Raiko Pachel

Personal information
- National team: Estonia
- Born: 2 June 1974 (age 52) Tallinn, then part of Estonian SSR, Soviet Union
- Height: 1.92 m (6 ft 4 in)
- Weight: 87 kg (192 lb)

Sport
- Sport: Swimming
- Strokes: Breaststroke
- Club: Keila Swim Club
- Coach: Tõnu Meijel

= Raiko Pachel =

Estonian swimmer

Raiko Pachel (born 2 June 1974) is an Estonian former swimmer, who specialized in breaststroke events. He is a single-time Olympian (2000), a double Baltic States swimming champion, and a former Estonian record holder in both 100 and 200 m breaststroke. Pachel is also a member of Keila Swim Club in Tallinn under head coach Tõnu Meijel. His older brother is swimmer Marko Pachel.

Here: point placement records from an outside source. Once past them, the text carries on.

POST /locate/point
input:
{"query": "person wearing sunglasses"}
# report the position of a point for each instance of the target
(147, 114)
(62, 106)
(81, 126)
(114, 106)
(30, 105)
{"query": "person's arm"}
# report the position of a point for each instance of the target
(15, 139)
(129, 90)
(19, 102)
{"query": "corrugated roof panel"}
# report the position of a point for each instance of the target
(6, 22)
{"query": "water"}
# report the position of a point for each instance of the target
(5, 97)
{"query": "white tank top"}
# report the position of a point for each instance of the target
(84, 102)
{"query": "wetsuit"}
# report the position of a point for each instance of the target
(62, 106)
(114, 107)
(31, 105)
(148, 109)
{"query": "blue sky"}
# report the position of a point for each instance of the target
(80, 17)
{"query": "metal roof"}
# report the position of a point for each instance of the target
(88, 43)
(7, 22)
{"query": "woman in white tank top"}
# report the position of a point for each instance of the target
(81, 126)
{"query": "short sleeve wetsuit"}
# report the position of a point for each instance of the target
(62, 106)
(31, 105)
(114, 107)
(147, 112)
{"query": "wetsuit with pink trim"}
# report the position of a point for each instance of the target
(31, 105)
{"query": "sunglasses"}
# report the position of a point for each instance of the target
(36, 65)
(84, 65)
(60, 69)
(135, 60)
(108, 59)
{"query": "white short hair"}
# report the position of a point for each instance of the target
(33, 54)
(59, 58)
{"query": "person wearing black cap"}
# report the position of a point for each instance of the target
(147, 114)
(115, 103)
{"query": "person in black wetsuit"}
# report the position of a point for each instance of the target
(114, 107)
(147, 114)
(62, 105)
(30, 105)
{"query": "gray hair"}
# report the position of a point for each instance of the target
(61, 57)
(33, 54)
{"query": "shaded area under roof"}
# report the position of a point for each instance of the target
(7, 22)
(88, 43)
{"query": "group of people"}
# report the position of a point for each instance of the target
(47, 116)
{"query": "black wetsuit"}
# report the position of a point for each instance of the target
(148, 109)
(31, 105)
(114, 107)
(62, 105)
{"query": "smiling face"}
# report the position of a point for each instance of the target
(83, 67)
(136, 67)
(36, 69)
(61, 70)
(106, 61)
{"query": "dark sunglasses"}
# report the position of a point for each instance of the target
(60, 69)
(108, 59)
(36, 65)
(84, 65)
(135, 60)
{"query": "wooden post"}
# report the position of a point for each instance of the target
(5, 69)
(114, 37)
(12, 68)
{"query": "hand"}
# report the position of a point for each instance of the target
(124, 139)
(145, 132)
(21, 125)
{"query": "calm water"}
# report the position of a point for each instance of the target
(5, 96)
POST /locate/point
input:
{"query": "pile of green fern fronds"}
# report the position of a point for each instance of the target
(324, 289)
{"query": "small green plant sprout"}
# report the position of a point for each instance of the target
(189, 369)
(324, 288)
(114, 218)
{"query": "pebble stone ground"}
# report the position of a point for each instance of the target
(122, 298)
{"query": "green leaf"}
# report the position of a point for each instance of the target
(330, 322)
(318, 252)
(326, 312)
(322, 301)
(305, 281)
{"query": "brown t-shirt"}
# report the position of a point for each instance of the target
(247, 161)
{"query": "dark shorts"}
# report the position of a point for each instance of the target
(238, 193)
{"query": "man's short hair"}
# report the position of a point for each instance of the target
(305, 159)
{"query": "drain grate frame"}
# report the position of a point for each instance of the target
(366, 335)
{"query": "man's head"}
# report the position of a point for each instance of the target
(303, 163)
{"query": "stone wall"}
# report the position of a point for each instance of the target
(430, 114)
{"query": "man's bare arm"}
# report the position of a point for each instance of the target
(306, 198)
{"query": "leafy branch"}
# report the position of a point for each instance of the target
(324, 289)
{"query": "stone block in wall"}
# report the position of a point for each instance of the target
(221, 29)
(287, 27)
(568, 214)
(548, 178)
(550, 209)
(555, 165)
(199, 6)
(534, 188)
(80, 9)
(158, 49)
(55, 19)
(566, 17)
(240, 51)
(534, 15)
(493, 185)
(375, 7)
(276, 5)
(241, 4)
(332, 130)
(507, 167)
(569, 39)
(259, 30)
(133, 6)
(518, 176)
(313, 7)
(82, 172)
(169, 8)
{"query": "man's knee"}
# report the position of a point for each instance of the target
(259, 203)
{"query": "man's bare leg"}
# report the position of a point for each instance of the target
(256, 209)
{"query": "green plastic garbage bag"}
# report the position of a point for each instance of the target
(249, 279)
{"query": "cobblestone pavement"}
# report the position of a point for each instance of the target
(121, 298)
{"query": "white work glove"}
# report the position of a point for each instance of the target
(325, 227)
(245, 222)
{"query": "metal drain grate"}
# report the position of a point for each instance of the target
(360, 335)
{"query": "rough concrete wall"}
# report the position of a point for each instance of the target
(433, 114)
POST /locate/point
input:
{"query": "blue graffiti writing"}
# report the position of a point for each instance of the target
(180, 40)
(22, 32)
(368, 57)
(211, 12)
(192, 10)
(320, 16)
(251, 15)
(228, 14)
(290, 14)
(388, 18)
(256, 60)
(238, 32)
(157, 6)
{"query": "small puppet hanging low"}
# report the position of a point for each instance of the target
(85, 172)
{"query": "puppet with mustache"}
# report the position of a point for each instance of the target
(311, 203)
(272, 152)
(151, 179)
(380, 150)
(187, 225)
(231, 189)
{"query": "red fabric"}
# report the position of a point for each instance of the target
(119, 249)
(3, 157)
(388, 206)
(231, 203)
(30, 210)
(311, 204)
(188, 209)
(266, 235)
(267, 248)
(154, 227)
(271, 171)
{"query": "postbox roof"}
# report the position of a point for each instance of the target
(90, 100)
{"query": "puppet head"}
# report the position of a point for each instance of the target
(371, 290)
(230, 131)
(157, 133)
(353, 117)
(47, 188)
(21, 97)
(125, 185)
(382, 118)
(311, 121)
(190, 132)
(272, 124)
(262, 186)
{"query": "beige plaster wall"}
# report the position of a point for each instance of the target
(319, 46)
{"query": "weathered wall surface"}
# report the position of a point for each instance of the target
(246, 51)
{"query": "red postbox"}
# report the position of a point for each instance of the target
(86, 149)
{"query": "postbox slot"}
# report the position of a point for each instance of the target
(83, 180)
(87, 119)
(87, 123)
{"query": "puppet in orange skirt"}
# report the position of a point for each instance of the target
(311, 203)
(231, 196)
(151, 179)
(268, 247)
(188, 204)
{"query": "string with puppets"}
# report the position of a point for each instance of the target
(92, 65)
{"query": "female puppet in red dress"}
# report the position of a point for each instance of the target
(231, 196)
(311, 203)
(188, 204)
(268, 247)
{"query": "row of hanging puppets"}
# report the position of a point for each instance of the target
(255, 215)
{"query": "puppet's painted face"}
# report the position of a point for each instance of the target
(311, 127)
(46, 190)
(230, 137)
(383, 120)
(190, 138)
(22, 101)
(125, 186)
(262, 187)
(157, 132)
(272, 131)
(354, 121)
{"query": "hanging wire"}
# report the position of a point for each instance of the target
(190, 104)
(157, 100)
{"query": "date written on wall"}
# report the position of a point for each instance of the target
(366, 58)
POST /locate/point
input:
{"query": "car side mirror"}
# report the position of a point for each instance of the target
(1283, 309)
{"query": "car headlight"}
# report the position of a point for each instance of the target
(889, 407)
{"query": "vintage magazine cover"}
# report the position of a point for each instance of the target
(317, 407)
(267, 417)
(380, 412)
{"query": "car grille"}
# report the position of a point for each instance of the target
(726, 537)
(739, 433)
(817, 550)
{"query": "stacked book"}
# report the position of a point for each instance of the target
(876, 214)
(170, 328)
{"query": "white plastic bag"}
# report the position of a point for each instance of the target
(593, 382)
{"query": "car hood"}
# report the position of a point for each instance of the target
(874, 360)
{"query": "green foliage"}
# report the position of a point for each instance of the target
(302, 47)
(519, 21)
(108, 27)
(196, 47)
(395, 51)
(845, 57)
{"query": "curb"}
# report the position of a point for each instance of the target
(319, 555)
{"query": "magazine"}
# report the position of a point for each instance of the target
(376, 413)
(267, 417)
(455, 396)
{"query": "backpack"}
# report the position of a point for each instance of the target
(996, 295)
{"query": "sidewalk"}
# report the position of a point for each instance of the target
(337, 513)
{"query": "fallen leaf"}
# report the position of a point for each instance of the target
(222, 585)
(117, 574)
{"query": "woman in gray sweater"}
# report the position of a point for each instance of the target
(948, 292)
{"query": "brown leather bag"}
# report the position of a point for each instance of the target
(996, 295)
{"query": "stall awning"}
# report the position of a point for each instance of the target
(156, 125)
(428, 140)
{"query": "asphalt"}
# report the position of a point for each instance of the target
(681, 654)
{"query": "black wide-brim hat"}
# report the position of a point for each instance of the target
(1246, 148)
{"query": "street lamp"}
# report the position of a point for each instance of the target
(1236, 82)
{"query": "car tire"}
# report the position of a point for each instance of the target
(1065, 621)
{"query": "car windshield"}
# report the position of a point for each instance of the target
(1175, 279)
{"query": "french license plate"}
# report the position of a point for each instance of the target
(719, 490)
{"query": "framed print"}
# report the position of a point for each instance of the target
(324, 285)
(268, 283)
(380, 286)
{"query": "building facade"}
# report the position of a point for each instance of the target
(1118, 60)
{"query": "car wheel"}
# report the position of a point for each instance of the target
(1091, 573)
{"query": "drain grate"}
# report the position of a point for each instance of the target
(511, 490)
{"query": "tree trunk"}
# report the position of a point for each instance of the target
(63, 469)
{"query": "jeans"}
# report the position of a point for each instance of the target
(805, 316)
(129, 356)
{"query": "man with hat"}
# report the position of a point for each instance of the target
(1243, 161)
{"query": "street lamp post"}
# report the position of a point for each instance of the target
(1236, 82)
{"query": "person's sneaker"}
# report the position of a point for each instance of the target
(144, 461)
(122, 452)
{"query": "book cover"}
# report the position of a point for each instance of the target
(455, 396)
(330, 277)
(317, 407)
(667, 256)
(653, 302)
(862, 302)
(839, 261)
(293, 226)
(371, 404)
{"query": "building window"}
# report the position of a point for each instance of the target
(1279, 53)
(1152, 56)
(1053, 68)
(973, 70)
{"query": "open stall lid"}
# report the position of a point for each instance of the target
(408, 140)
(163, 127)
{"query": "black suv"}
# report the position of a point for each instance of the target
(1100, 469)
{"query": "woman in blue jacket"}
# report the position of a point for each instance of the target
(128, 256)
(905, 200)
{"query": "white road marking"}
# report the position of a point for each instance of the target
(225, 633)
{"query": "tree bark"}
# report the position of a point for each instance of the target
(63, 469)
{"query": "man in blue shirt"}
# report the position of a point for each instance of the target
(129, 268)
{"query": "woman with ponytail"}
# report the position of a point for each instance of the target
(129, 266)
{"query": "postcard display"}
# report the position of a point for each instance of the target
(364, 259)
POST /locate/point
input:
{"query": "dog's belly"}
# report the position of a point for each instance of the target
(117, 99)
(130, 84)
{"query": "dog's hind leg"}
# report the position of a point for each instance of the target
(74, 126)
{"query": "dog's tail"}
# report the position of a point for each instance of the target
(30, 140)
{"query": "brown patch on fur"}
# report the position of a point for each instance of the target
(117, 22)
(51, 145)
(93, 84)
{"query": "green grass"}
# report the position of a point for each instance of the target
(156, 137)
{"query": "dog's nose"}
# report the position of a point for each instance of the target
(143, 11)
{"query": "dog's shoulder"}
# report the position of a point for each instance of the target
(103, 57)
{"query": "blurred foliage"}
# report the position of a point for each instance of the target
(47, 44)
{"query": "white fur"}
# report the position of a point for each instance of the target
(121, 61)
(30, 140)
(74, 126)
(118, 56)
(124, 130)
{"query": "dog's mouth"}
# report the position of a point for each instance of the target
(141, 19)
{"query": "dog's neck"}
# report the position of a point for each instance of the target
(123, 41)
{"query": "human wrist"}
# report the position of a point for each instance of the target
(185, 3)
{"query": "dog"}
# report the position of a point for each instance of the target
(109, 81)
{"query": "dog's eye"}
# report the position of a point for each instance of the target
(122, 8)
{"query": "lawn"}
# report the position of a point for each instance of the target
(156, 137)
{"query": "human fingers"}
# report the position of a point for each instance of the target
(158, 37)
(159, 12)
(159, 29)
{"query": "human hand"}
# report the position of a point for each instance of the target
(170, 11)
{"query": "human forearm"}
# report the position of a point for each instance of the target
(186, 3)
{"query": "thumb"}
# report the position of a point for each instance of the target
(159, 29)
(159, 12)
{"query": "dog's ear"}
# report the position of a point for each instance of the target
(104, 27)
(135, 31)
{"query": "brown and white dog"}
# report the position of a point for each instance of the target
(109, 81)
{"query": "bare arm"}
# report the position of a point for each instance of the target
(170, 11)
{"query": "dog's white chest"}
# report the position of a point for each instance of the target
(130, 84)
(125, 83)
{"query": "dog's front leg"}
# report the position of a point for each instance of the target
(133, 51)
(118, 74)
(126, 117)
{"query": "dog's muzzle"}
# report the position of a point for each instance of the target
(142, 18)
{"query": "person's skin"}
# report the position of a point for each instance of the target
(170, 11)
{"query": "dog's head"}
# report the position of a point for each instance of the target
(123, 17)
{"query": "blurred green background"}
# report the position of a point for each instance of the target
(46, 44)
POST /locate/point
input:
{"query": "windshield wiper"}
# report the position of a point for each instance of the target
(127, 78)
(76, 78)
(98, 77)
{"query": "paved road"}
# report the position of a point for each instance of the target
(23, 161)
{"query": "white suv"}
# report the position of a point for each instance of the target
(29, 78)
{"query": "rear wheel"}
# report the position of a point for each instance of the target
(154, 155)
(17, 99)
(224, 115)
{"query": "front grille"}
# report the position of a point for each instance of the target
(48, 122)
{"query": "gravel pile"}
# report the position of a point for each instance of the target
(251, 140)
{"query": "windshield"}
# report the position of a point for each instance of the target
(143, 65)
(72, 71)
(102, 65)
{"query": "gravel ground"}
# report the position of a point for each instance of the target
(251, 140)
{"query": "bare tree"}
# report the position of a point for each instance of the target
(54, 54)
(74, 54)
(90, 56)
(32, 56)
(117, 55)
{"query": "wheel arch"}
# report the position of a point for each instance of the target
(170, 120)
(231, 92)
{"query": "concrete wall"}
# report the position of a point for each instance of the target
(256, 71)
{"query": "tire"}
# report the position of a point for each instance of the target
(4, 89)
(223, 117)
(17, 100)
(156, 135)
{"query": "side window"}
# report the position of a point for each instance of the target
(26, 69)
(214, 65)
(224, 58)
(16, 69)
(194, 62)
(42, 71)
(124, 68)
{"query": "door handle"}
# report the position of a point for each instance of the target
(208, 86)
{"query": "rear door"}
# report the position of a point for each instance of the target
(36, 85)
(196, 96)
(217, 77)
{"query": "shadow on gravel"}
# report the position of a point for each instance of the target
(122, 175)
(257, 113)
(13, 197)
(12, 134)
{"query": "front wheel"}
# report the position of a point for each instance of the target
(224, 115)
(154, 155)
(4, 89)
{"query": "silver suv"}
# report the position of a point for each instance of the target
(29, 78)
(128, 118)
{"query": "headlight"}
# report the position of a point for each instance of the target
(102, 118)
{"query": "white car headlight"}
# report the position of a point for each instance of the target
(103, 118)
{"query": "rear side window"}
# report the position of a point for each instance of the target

Pachel competed in a breaststroke double at the 2000 Summer Olympics in Sydney. He achieved FINA B-standards of 1:03.39 (100 m breaststroke) and 2:18.45 (200 m breaststroke) from the European Championships in Helsinki, Finland. In the 100 m breaststroke, held on the first day of the Games, Pachel challenged seven other swimmers in heat six, including Australia's top favorite and former bronze medalist Phil Rogers. He rounded out a field to last place in his heat, but shared a thirty-second overall seed with Israel's Tal Stricker in a matching time of 1:03.99. Four days later, in the 200 m breaststroke, Pachel placed thirty-third on the morning prelims. Swimming in heat three, he picked up a third spot to overhaul a 2:20 barrier ahead of El Salvador's Francisco Suriano by almost half a second (0.50) in 2:19.71.